Listening in loud noise is hard: we only have two ears, after all, but a crowded party might have dozens or even hundreds of people talking at once. Our ears are hopelessly outnumbered! Augmented listening devices, however, are not limited by physiology: they could use hundreds of microphones spread all across a room to make sense of the jumble of sounds.

Our world is already filled with microphones. There are multiple microphones in every smartphone, laptop, smart speaker, conferencing system, and hearing aid. As microphone technology and wireless networks improve, it will be possible to place hundreds of microphones throughout crowded spaces to help us hear better. Massive-scale distributed arrays are more useful than compact arrays because they are spread around and among the sound sources. One user’s listening device might have trouble distinguishing between two voices on the other side of the room, but wearable microphones on those talkers can provide excellent information about their speech signals.

Many researchers, including our team, are developing algorithms that can harness  information from massive-scale arrays, but there is little publicly available data suitable for source separation and audio enhancement research at such a large scale. To facilitate this research, we have released a new dataset with 10 speech sources and 160 microphones in a large, reverberant conference room.

Massive-scale array

Array devices

The distributed array included 16-microphone wearable microphone arrays (left) and 8-microphone tabletop enclosures (right).

The distributed array contains two device types: wearable arrays and tabletop arrays.
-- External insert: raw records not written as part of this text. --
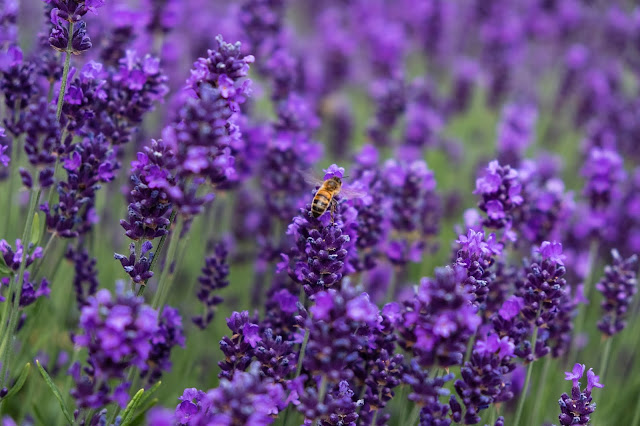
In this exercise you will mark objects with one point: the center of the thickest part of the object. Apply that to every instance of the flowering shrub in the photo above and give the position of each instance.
(361, 212)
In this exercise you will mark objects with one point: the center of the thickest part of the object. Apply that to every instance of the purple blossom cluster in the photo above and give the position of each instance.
(118, 332)
(577, 408)
(379, 292)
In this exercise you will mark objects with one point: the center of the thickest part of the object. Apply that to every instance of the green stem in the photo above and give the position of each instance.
(303, 348)
(163, 285)
(65, 72)
(323, 389)
(414, 416)
(493, 414)
(580, 319)
(13, 171)
(156, 255)
(66, 393)
(636, 414)
(605, 358)
(535, 419)
(305, 340)
(398, 279)
(523, 395)
(15, 290)
(40, 261)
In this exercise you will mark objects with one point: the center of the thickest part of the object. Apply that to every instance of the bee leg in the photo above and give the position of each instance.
(334, 203)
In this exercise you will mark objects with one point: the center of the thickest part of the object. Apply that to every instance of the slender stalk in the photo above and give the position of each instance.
(493, 414)
(605, 358)
(156, 255)
(580, 319)
(636, 414)
(323, 389)
(537, 411)
(414, 416)
(15, 149)
(523, 395)
(66, 392)
(163, 285)
(40, 261)
(305, 340)
(65, 72)
(303, 348)
(399, 277)
(15, 290)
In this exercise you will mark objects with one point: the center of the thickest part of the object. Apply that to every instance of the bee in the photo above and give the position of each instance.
(324, 198)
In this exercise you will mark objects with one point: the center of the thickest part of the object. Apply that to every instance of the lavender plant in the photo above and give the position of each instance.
(163, 260)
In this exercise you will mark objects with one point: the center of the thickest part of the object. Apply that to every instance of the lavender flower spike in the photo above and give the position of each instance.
(577, 408)
(618, 286)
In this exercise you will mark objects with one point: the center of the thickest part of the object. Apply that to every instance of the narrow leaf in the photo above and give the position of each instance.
(148, 393)
(36, 230)
(4, 269)
(56, 392)
(139, 418)
(19, 382)
(127, 416)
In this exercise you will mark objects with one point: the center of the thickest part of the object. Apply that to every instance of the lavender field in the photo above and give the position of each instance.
(338, 212)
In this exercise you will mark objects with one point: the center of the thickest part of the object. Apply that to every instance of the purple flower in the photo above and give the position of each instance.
(4, 158)
(59, 37)
(12, 258)
(577, 408)
(73, 214)
(511, 307)
(603, 171)
(117, 333)
(168, 335)
(245, 399)
(484, 375)
(477, 256)
(149, 203)
(500, 189)
(618, 287)
(576, 374)
(332, 171)
(415, 206)
(138, 267)
(426, 391)
(320, 258)
(439, 320)
(337, 331)
(85, 280)
(130, 92)
(516, 130)
(237, 349)
(213, 279)
(552, 251)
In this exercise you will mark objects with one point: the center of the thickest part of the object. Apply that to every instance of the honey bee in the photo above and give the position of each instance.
(324, 198)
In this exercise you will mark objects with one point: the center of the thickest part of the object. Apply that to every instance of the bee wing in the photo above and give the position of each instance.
(353, 192)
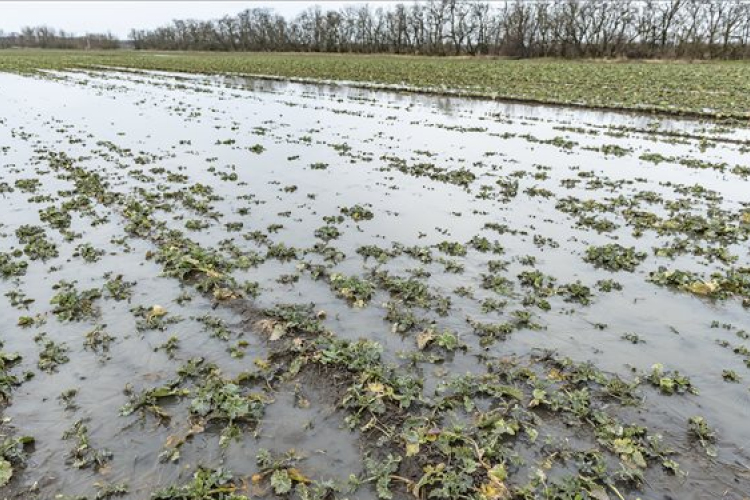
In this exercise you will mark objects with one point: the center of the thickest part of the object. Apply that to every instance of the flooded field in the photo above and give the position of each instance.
(219, 287)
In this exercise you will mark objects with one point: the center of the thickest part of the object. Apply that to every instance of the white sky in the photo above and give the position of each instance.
(119, 16)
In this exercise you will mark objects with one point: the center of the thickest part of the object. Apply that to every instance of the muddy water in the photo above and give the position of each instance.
(123, 125)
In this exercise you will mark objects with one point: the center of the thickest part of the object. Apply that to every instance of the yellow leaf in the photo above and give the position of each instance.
(424, 338)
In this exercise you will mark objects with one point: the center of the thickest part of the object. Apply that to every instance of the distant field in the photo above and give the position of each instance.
(715, 89)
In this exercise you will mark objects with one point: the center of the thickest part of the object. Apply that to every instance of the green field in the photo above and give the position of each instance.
(716, 89)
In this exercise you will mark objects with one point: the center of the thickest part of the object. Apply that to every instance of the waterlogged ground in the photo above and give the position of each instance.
(221, 288)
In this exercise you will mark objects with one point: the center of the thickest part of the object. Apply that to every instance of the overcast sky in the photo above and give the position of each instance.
(118, 16)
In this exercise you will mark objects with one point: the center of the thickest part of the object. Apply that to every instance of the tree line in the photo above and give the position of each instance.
(699, 29)
(517, 28)
(44, 37)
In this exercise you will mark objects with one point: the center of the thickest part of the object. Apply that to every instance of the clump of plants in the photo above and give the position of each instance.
(615, 257)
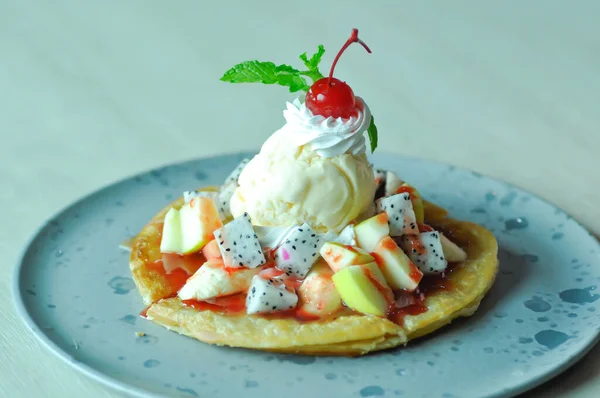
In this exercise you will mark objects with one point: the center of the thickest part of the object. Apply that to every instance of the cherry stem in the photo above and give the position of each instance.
(353, 39)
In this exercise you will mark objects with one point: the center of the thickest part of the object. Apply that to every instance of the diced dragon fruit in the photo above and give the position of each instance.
(235, 174)
(425, 250)
(401, 216)
(299, 251)
(268, 295)
(239, 244)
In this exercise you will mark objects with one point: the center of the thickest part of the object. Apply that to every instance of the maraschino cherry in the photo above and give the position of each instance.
(330, 96)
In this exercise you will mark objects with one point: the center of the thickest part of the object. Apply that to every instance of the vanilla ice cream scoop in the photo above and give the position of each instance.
(313, 170)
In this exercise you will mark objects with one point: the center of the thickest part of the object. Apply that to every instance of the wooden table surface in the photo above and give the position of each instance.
(92, 91)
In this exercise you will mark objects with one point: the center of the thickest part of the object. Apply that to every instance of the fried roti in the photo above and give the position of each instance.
(347, 333)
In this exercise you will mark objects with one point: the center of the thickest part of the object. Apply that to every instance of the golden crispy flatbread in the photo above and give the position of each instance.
(347, 334)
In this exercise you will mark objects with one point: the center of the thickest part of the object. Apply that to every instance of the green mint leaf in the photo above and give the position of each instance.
(267, 73)
(372, 133)
(312, 64)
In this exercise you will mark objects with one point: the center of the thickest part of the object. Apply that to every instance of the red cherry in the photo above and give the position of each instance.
(330, 96)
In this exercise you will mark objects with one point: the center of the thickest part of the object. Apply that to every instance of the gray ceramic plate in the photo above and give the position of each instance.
(73, 289)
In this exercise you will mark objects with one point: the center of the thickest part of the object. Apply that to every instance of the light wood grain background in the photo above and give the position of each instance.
(94, 91)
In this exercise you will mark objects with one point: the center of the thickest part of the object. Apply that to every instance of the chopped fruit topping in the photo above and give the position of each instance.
(187, 230)
(331, 97)
(239, 244)
(214, 280)
(360, 290)
(416, 200)
(372, 231)
(401, 216)
(339, 256)
(211, 250)
(425, 250)
(400, 273)
(171, 234)
(269, 295)
(298, 252)
(317, 296)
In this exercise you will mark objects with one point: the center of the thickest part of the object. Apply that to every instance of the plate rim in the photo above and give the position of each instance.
(121, 386)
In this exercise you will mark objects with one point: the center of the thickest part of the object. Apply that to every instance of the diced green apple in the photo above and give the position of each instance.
(199, 219)
(399, 271)
(452, 252)
(372, 231)
(213, 280)
(340, 256)
(171, 234)
(187, 230)
(317, 296)
(360, 291)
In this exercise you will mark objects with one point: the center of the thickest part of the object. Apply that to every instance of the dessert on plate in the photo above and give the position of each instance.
(306, 248)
There were four wearable arrays of 16 microphones each, for a total of 64 wearable microphones. Six microphones were placed in behind-the-ear earpieces, which resemble a popular style of hearing aid, two were placed on eyeglasses, and the remaining eight were spread across the shirt. (For more wearable array configurations, see our wearable microphone dataset.)

There were also twelve tabletop arrays, each with 8microphones arranged in a circular pattern, for a total of 96 tabletop microphones. These were mounted in custom enclosures designed to resemble popular smart speakers. The enclosures were designed and assembled by Uriah Jones, Matt Skarha, and Ben Stoehr.

Cocktail party experiment

Layout of the conference room

Four wearable arrays, twelve tabletop arrays, and ten loudspeakers were spread throughout the conference room.
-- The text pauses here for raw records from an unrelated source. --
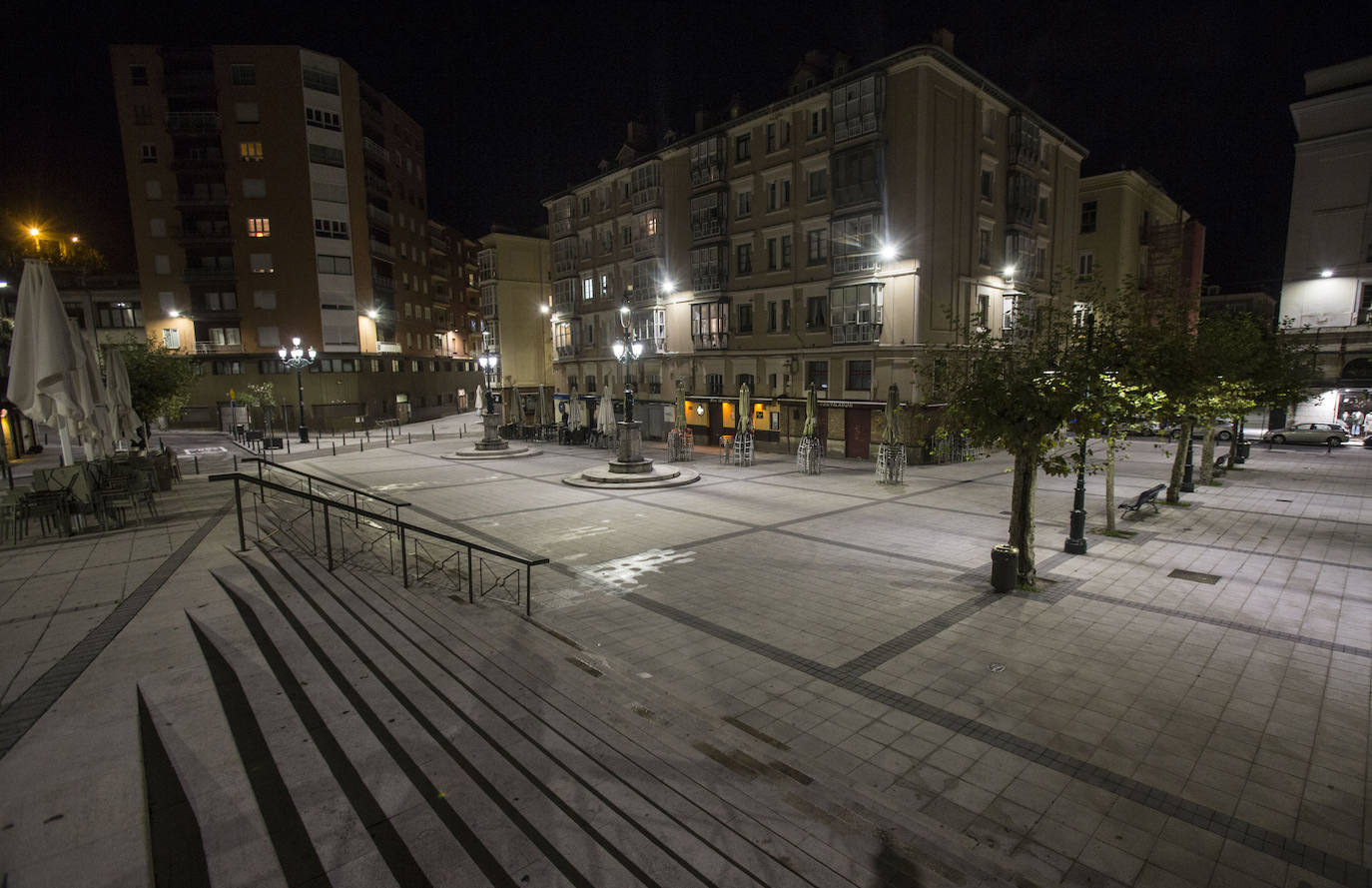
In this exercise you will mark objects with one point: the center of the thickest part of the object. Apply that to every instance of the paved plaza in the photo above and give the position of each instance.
(759, 678)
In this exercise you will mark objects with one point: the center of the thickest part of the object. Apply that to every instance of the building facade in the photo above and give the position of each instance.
(1132, 232)
(1327, 280)
(276, 195)
(840, 237)
(514, 297)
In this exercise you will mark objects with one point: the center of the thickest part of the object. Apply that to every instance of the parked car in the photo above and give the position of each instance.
(1308, 433)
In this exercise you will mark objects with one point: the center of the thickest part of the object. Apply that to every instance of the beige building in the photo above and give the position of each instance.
(276, 195)
(512, 276)
(1130, 231)
(839, 237)
(1327, 283)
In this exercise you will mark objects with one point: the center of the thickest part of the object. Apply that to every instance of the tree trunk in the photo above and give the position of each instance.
(1178, 462)
(1207, 455)
(1021, 512)
(1110, 446)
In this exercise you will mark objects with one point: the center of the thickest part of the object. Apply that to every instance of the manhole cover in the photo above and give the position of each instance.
(1195, 576)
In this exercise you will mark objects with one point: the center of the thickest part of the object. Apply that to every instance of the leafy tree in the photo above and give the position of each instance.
(160, 379)
(1019, 392)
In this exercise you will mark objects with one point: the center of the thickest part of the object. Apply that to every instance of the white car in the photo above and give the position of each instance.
(1308, 433)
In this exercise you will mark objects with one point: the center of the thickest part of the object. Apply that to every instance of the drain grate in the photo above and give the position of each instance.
(1195, 576)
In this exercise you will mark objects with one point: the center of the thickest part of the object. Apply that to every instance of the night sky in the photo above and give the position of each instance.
(519, 100)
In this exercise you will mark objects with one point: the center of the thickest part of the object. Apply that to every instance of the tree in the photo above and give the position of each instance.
(160, 379)
(1019, 392)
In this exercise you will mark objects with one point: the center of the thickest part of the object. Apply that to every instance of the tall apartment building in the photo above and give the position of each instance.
(512, 276)
(840, 237)
(275, 195)
(1130, 231)
(1327, 283)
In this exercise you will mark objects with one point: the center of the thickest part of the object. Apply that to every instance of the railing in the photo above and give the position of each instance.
(333, 521)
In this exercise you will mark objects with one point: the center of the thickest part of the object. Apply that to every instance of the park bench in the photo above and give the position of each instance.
(1147, 497)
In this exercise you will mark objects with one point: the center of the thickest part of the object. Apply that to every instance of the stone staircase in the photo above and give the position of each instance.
(362, 733)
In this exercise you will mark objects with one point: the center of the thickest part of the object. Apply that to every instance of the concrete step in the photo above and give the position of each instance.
(854, 832)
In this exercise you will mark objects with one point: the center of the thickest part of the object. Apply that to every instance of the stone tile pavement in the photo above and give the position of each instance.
(1121, 725)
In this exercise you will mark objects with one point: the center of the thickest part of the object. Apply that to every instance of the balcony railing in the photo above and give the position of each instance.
(851, 334)
(373, 150)
(645, 198)
(378, 217)
(710, 342)
(208, 274)
(194, 121)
The recordings were performed in a large conference room, which is strongly reverberant. Because the sound bounces around the walls so much, it is difficult to tell what direction sound arrives from and to distinguish direct-path signals from later echoes. Source separation researchers still struggle to deal with large, reverberant rooms like this one.
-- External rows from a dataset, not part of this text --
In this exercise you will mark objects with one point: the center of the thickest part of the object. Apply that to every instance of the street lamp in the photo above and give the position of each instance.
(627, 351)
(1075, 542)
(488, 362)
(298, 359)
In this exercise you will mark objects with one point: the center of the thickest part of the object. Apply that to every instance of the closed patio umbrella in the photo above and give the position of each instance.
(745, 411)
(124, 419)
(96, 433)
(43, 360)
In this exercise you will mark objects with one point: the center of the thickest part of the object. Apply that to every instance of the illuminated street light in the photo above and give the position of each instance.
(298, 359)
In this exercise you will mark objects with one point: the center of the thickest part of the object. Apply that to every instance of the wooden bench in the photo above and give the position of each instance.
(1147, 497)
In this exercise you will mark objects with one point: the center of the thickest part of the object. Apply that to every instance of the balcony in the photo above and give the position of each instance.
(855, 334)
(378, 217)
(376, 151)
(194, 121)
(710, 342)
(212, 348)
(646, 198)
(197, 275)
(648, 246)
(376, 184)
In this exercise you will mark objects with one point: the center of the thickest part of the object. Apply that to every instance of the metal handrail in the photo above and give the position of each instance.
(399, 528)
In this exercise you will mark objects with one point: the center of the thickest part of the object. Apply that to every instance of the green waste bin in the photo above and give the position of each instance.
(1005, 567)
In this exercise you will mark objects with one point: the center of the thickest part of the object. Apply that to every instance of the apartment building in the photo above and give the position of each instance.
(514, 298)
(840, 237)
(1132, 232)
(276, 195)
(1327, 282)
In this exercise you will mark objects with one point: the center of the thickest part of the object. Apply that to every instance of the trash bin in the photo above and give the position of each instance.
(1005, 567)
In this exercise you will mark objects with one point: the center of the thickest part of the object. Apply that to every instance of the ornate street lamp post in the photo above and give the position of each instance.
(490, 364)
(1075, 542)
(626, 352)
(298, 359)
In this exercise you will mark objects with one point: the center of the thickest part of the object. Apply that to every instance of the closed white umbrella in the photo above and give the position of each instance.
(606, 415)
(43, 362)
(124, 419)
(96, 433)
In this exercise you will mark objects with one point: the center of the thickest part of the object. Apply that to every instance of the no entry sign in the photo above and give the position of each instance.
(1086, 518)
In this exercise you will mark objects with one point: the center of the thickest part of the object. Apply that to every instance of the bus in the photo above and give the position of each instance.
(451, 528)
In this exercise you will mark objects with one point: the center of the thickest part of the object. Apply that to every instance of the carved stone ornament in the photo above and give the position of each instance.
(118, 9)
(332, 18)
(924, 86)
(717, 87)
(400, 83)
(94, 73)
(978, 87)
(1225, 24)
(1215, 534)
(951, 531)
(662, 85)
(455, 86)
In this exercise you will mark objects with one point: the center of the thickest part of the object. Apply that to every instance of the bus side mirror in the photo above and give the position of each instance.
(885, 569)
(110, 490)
To simulate human talkers, ten loudspeakers were spread throughout the conference room, all facing different directions. Each “talker” faced at least one of the microphone arrays; these nearby arrays provide excellent information about the signals from their neighboring sound sources. The speech signals were derived from the CSTR VCTK Corpus collected by researchers at the University of Edinburgh. Because they were recorded in an anechoic environment, they sound realistic when played back by loudspeakers in a reverberant room.

The dataset contains four types of data for each array device:

  1. A 55-second recording of the background noise in the room, which is important for designing spatial signal processing systems.
  2. A 20-second frequency sweep, or chirp, emitted from each of the ten loudspeakers. This can be used to measure acoustic impulse responses, which are the basis of many spatial signal processing algorithms.
  3. Ten 60-second speech clips, each emitted by one of the loudspeakers. These one-at-a-time recordings provide “clean” signals that can be used to evaluate the results of source separation.
  4. A 60-second recording of the same speech signals played by all ten loudspeakers simultaneously. This is the signal that our algorithms try to separate.

The measurements were performed by Ryan Corey and Matt Skarha.

The massive distributed microphone array dataset is available now on the Illinois Databank under a Creative Commons Attribution license.